We woke at 5 and at 6:15 Joe went out to pull up the stern anchor.
I don't have any photos of the following events because we immediately went into action but they would have been doozies.
As he stood in the rain looking down over the cockpit railing, Joe discovered that the swim platform was half pulled away from the boat! Last night he tied the anchor line to the swim platform to reduce the angle of the line so the anchor couldn't pull free, but with the combined effects of the tide and the current and the wind the strain was too much on the platform. Joe climbed down and untied the anchor line from the swim platform, then climbed into the dinghy and motored out to bring up the anchor which was stuck in heavy clay. He finally got the anchor up, and I pulled him back toward Paradise which immediately started swinging into the trees. Joe tried to push the swim platform back into position from the dinghy but when that proved impossible, we brought the dinghy up and he used rope to secure the swim platform to prevent it from falling off.
We then got the bow anchor up as quickly as possible and pulled out into the main channel. What a way to start the morning...
Today seagulls started following us to catch the small fish in our wake that are churned up by our engines.
We're starting to see pelicans, a sign that we're getting close to Gulf.
More winding river today.
It's 64 miles from our anchorage last night to the start of Mobile Bay, and another 24 miles across the bay to Dog River Marina. We want to cover those 88 miles today but we don't know if we can because there's a railroad bridge that's been closed on and off for the past week at mile 14. After the Coast Guard announced at about 9 AM that the bridge was closed Joe slowed down and started thinking about where we could anchor for the night. Then, about an hour later the Coast Guard announced that the bridge was open again so we decided to go for it.
We traveled under this bridge that Joe dubbed the "Dolly Parton" bridge.
This is the railroad bridge that had been closed for repairs. In the middle of the channel you can see the remains of the original swing bridge which were left in place for some reason.
We came through an area that had massive amounts of driftwood on both sides of the river. It reminded me of when our youngest daughter, Amy, was little she always wanted us to bring home any driftwood that she saw when we were cruising on the St. Croix River.
These photos are for you, Amy!
At last, we got to Mobile Bay. Now THIS is a major shipping port.
It is pretty rough out here and Joe and Paradise are fighting the wind and waves to stay in the channel. When we turned off the main channel to enter the one that would take us the 4 miles to Dog River Marina, we had a hard time finding the channel markers because they're spaced so far apart. The water depth is 6 1/2 feet in the channel and the channel is only 100 feet wide; our draft is nearly 5 feet and the water depth drops off sharply outside of the channel.

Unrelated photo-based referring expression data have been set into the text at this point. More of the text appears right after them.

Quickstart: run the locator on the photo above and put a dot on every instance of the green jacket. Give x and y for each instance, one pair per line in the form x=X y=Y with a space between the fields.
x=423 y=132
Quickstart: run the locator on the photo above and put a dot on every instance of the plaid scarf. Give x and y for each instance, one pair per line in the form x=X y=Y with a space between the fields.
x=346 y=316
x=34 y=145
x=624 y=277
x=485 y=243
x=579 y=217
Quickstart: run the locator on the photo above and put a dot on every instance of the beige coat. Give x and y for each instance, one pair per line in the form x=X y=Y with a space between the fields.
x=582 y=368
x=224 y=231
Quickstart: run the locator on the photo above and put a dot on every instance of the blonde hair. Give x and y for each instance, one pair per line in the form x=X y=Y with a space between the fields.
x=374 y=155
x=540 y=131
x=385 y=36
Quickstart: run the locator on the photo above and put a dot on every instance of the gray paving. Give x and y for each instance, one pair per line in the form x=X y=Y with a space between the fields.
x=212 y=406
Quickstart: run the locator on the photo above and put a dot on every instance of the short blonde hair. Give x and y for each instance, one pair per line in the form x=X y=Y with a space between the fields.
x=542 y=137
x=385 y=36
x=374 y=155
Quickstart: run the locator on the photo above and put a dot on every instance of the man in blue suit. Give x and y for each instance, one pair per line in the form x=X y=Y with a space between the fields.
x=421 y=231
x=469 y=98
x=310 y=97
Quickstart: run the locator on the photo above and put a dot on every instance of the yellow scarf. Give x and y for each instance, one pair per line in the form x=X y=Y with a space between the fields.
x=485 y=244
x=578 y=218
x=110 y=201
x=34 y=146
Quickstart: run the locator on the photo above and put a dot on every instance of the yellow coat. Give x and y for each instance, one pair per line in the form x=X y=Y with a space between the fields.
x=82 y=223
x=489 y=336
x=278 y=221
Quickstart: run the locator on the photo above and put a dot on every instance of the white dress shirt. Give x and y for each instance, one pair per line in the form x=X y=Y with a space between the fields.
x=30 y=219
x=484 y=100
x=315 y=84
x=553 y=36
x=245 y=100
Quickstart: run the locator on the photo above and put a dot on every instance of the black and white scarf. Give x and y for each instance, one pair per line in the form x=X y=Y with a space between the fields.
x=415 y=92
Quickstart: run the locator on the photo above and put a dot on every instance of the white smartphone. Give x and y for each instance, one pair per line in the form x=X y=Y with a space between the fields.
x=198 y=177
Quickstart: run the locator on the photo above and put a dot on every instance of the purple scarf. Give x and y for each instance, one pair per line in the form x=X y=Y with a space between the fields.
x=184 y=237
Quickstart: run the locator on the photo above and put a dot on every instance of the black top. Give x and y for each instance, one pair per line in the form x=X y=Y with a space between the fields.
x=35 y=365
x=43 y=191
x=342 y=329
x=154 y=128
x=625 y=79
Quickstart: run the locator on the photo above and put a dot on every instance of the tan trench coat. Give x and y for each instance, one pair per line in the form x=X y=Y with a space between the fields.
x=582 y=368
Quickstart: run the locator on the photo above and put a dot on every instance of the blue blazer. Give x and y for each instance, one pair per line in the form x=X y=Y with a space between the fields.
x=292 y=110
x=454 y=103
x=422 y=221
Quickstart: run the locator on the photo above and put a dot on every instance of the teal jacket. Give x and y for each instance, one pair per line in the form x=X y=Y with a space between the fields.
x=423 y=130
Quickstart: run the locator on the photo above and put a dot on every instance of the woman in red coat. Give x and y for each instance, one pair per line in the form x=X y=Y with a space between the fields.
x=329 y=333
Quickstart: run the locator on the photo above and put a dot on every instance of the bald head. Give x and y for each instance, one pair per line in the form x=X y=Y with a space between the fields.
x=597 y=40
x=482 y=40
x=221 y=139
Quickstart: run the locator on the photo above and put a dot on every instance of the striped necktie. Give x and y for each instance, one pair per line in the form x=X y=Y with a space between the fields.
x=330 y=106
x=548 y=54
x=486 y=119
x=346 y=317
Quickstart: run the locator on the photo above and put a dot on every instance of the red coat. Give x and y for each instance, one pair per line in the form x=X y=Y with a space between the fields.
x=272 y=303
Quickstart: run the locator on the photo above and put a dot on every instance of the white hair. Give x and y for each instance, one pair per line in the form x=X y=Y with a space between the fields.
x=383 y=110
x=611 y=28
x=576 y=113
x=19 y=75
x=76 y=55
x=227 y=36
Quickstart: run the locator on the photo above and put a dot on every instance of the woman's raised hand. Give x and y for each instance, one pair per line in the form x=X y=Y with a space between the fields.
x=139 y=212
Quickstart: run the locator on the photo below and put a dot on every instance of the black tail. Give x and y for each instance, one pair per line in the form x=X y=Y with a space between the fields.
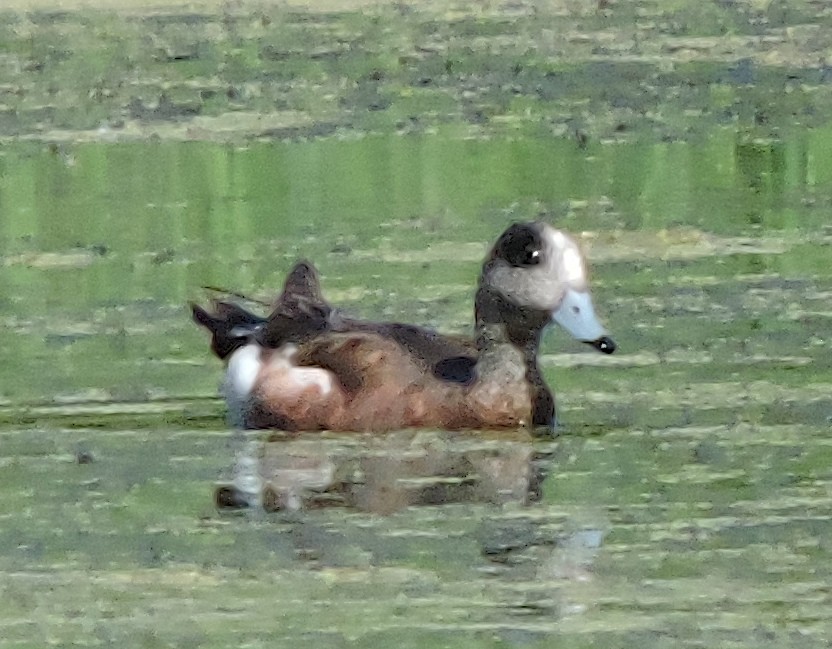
x=231 y=326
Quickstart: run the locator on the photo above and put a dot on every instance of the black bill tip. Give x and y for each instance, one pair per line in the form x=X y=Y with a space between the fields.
x=603 y=344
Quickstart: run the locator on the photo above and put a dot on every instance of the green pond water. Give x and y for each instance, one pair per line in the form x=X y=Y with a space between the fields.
x=687 y=500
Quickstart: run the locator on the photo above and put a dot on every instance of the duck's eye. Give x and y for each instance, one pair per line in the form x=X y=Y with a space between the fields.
x=520 y=246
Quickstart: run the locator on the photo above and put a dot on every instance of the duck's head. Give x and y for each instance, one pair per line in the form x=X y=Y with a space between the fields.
x=539 y=274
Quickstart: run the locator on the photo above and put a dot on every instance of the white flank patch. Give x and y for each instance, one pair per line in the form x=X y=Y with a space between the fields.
x=301 y=377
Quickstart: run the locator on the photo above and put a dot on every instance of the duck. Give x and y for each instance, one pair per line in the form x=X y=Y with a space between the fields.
x=308 y=366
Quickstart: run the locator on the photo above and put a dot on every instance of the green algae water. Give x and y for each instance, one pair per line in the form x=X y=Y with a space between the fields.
x=686 y=500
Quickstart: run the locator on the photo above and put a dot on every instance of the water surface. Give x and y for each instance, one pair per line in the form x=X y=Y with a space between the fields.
x=686 y=501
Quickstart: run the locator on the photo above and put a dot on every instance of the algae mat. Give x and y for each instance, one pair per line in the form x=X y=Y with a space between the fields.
x=148 y=153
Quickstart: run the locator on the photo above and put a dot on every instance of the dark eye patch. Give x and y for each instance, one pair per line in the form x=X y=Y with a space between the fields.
x=520 y=245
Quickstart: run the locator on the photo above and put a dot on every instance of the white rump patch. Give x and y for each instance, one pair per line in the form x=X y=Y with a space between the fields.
x=243 y=367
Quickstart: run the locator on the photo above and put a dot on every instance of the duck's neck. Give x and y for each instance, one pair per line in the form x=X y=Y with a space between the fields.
x=504 y=329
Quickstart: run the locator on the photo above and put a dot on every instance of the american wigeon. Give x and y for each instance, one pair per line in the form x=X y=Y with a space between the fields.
x=309 y=367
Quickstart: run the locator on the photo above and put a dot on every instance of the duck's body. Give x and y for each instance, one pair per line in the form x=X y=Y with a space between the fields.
x=308 y=367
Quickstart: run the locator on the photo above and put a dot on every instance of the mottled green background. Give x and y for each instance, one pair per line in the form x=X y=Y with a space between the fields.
x=147 y=153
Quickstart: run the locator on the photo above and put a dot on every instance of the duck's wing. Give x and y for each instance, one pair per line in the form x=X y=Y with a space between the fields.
x=449 y=358
x=231 y=326
x=300 y=311
x=360 y=353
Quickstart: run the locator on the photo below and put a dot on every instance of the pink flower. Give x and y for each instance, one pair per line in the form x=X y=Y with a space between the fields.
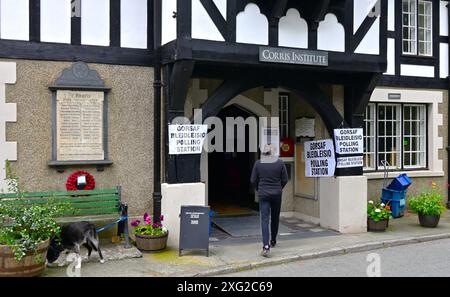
x=135 y=223
x=147 y=219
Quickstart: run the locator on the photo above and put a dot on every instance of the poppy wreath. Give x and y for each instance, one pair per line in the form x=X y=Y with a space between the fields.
x=71 y=184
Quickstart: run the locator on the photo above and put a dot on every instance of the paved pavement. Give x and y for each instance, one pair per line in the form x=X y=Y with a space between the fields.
x=244 y=255
x=416 y=260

I had to keep the binoculars trained on the markers while Joe kept watching the navigation software to make sure we were staying in the channel.
Now we've got hundreds of birds following us for the fish in our wake--seagulls and cormorants and pelicans, oh my!

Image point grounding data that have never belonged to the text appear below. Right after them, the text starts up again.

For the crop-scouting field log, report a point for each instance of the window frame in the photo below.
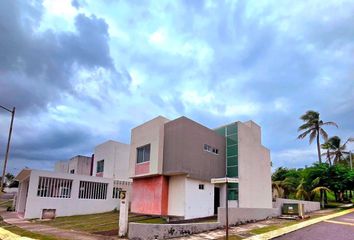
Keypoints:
(143, 153)
(97, 165)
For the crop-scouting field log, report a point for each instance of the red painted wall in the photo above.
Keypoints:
(142, 168)
(150, 195)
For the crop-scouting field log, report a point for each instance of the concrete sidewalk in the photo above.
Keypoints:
(13, 219)
(292, 228)
(245, 230)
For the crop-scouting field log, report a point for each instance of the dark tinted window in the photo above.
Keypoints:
(143, 154)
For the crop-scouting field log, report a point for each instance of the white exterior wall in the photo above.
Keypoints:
(116, 159)
(151, 132)
(231, 203)
(80, 164)
(176, 196)
(198, 203)
(67, 206)
(255, 186)
(61, 166)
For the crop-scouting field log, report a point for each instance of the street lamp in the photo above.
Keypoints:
(225, 181)
(8, 145)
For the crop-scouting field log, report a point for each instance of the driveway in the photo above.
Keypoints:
(341, 228)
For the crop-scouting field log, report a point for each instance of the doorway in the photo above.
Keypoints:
(216, 199)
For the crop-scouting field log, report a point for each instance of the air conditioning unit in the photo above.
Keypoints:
(293, 209)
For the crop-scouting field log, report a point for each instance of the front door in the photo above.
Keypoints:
(216, 199)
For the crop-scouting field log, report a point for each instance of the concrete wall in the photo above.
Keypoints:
(242, 215)
(61, 166)
(198, 203)
(141, 231)
(255, 187)
(66, 206)
(116, 159)
(184, 150)
(176, 195)
(151, 132)
(310, 206)
(80, 164)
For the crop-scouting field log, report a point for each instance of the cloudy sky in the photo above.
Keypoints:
(84, 71)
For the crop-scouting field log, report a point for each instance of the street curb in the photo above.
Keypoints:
(7, 235)
(285, 230)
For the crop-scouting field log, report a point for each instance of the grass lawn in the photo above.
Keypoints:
(25, 233)
(273, 227)
(5, 203)
(231, 238)
(105, 223)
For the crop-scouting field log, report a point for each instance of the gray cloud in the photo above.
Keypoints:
(36, 67)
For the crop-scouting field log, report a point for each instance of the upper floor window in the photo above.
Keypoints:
(208, 148)
(143, 154)
(100, 166)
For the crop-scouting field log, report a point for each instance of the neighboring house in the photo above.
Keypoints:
(79, 164)
(65, 194)
(111, 160)
(71, 190)
(172, 164)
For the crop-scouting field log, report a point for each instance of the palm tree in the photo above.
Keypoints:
(313, 126)
(327, 146)
(336, 149)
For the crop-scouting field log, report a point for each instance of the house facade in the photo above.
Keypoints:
(172, 164)
(79, 164)
(71, 189)
(111, 160)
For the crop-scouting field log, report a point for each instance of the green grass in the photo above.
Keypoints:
(274, 227)
(94, 223)
(6, 203)
(24, 233)
(233, 237)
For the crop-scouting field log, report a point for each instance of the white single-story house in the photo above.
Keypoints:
(65, 194)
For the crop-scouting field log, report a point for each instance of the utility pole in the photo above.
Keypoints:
(8, 146)
(227, 211)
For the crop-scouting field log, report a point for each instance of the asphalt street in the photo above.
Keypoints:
(339, 228)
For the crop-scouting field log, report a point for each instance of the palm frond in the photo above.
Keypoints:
(330, 124)
(316, 181)
(304, 134)
(319, 189)
(324, 134)
(310, 116)
(306, 126)
(313, 136)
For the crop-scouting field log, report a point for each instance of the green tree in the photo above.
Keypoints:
(313, 127)
(337, 150)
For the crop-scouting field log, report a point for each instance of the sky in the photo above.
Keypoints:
(82, 72)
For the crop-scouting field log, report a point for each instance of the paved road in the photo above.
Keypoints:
(340, 228)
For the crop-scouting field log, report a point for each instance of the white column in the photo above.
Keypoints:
(123, 216)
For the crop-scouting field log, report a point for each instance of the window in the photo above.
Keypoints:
(54, 187)
(100, 166)
(210, 149)
(116, 192)
(143, 154)
(93, 190)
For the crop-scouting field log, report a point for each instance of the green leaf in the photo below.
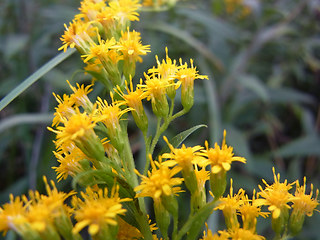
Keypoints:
(178, 139)
(254, 84)
(211, 95)
(304, 146)
(222, 29)
(25, 119)
(34, 77)
(195, 223)
(189, 39)
(287, 95)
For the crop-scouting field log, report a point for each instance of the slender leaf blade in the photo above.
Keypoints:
(34, 77)
(178, 139)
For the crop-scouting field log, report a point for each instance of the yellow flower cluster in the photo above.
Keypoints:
(93, 148)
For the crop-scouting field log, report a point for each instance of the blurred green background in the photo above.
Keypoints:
(262, 58)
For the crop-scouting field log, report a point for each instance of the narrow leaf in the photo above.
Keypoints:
(34, 77)
(189, 39)
(304, 146)
(195, 223)
(254, 84)
(20, 119)
(178, 139)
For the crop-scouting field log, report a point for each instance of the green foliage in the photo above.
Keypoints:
(264, 84)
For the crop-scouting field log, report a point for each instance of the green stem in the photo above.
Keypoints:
(150, 148)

It's okay to breathe again.
It only takes 2 or 3 hours by car to get from Demopolis to Mobile, but it has taken us 3 full days to get there by boat because of the winding nature of the river, the absence of safe anchorages at frequent intervals, and having to slow down for tows and small boats.

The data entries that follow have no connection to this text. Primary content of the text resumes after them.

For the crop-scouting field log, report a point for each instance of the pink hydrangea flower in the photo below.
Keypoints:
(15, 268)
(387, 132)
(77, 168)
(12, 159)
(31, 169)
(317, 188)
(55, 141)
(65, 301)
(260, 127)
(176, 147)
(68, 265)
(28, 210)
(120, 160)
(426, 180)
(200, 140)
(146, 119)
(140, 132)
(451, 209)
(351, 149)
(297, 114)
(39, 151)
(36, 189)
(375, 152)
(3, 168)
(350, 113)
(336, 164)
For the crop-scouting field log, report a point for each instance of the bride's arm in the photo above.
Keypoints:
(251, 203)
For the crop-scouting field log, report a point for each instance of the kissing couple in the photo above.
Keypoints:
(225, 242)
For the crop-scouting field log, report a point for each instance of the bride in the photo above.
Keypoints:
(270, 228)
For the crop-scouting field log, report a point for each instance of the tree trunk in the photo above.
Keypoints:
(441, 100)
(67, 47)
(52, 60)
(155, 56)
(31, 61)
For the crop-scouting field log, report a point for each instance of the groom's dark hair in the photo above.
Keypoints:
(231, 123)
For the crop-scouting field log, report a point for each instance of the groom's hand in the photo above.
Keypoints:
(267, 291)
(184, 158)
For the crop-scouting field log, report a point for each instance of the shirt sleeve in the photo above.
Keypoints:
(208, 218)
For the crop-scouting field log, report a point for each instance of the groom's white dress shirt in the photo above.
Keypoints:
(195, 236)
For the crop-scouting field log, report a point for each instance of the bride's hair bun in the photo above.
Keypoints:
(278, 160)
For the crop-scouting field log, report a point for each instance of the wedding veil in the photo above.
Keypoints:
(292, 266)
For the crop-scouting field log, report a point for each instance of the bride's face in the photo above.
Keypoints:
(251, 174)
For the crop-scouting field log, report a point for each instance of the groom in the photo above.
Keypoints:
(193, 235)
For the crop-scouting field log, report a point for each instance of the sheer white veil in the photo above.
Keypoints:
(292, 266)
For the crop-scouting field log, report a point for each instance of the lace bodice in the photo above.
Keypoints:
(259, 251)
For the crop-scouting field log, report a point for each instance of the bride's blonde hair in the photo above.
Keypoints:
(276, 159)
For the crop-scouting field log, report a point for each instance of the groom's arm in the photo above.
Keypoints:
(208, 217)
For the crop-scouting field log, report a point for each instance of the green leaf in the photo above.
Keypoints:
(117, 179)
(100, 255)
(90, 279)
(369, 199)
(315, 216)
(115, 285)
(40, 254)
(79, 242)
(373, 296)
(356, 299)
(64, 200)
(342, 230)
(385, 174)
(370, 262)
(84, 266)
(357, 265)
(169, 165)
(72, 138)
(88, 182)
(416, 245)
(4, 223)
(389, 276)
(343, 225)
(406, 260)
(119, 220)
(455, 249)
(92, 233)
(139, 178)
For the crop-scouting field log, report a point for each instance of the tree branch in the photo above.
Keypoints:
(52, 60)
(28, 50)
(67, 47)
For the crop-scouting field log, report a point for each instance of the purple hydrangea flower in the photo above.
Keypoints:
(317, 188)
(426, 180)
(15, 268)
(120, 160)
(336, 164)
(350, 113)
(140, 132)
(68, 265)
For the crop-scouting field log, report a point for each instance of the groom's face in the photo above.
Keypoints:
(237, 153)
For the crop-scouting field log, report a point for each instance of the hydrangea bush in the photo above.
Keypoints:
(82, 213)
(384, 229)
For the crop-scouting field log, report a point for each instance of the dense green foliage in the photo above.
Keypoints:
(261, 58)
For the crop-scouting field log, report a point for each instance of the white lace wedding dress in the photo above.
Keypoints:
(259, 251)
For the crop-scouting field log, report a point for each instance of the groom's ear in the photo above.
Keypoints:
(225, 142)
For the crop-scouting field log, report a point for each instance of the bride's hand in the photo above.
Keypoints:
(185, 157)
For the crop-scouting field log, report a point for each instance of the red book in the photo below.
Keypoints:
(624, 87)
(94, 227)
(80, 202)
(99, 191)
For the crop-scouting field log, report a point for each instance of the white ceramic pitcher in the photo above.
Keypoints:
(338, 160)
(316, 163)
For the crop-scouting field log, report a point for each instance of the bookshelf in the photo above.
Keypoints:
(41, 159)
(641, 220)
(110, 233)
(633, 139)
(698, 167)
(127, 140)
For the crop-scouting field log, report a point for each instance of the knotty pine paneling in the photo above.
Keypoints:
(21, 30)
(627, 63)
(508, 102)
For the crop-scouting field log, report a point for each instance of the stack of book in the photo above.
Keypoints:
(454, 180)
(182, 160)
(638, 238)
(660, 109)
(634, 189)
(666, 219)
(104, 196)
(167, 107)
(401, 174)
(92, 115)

We've really been looking forward to fresh seafood so we got one of the marina courtesy vehicles and went to Felix's Fish Camp for dinner and had raw oysters and soft-shell crabs. We discovered Felix's in 2010 when we drove to Florida for our vacation. It was every bit as good as we remembered.
We're going to stay at Dog River for 2 nights so Joe can fix the swim platform and change the engine oil and we can rest up.